“So braucht dass alles sehr viel Zeit. Tatsächlich lernt man Kino nicht, weil es nicht so zu erlernen ist wie Literatur. Immerhin lernen wir schon sehr viel länger lesen und schreiben.”


J.-L. Godard: Einführung in eine

wahre Geschichte des Kinos, Frankfurt a.M., 1984, pp.39.


 

 

 

 

 

„Der Zufall ist mein Regieassistent“


Agnès Varda

 


 

 

 

„In jedem Cutterhandbüchlein steht, wie schwer es ist, Bilder, die in Gegenstand, Komposition und Einstellungsgrösse (Kadrage, Kadrierung) einander sehr ähnlich sind, aneinanderzussetzen. Das Auge wird immer Fehler bemerken, Brüche [...]. Es muss eine grosse Veränderung geben, so dass das zuschauende Augen sich zuerst neu zurechtfinden muss, bevor es das neue Bild zuordnet und die Qualität der Zuordnung überprüfen kann.“

Harun Farocki: „Nachdruck/Imprints.

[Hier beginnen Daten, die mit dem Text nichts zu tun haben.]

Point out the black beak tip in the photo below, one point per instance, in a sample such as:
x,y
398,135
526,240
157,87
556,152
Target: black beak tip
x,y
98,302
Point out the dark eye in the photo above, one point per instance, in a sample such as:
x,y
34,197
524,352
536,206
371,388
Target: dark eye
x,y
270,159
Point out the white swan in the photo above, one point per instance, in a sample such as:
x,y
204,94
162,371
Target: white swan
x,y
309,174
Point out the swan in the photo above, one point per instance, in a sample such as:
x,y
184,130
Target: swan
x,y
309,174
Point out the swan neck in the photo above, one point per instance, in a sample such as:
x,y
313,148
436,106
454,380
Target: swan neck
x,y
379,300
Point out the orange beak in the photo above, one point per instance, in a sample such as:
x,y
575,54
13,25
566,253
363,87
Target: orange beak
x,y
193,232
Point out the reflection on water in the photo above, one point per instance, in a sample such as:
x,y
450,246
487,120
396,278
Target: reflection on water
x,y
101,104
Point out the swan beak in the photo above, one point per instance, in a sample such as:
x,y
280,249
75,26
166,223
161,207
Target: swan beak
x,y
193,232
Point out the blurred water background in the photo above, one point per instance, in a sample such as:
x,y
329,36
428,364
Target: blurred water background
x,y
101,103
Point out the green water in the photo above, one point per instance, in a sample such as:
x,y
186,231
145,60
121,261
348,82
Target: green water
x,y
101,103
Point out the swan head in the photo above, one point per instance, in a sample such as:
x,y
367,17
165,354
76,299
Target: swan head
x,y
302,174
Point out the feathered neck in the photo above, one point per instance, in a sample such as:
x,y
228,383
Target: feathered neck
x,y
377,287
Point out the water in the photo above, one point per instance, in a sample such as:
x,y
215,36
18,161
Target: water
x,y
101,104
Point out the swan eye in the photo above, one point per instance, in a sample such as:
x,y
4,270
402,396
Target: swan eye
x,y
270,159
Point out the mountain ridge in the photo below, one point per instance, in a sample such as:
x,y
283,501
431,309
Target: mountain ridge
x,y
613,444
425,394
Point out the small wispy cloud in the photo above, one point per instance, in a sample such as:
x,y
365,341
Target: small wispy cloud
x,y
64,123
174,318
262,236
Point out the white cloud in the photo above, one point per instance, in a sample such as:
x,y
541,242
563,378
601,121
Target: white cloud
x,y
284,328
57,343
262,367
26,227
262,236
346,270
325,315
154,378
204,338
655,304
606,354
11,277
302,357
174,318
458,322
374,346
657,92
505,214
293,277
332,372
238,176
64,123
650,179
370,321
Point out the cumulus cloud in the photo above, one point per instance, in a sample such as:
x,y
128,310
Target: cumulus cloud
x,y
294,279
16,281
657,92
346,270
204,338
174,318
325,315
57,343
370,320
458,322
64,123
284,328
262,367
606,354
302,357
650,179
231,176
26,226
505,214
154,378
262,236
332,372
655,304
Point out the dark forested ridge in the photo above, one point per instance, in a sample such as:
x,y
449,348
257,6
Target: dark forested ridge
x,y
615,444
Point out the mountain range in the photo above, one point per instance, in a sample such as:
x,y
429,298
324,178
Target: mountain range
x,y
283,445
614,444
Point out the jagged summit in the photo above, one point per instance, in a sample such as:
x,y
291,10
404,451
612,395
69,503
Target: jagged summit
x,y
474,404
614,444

Texte/ Writings.“ 2001, pp. 87ff


 

 

 

 

 

Hitchcock: “[...] Aber die Zeit zusammenziehen oder dehnen, ist das nicht die Aufgabe jedes Regisseurs? Sind Sie nicht auch der Meinung, dass die Zeit im Film nie etwas zu tun ha- ben sollte mit der realen Zeit?”


Truffaut: “Ganz bestimmt, das ist etwas ganz Entscheiden- des. Das entdeckt man erst, wenn man seinen ersten Film dreht. Schnelle Handlungen zum Beispiel müssen gedrosselt, gedehnt werden, sonst begreift sie der Zuschauer nicht. Man brauch wirklich Berufserfahrung und Können, um das richtig zu kontrollieren.”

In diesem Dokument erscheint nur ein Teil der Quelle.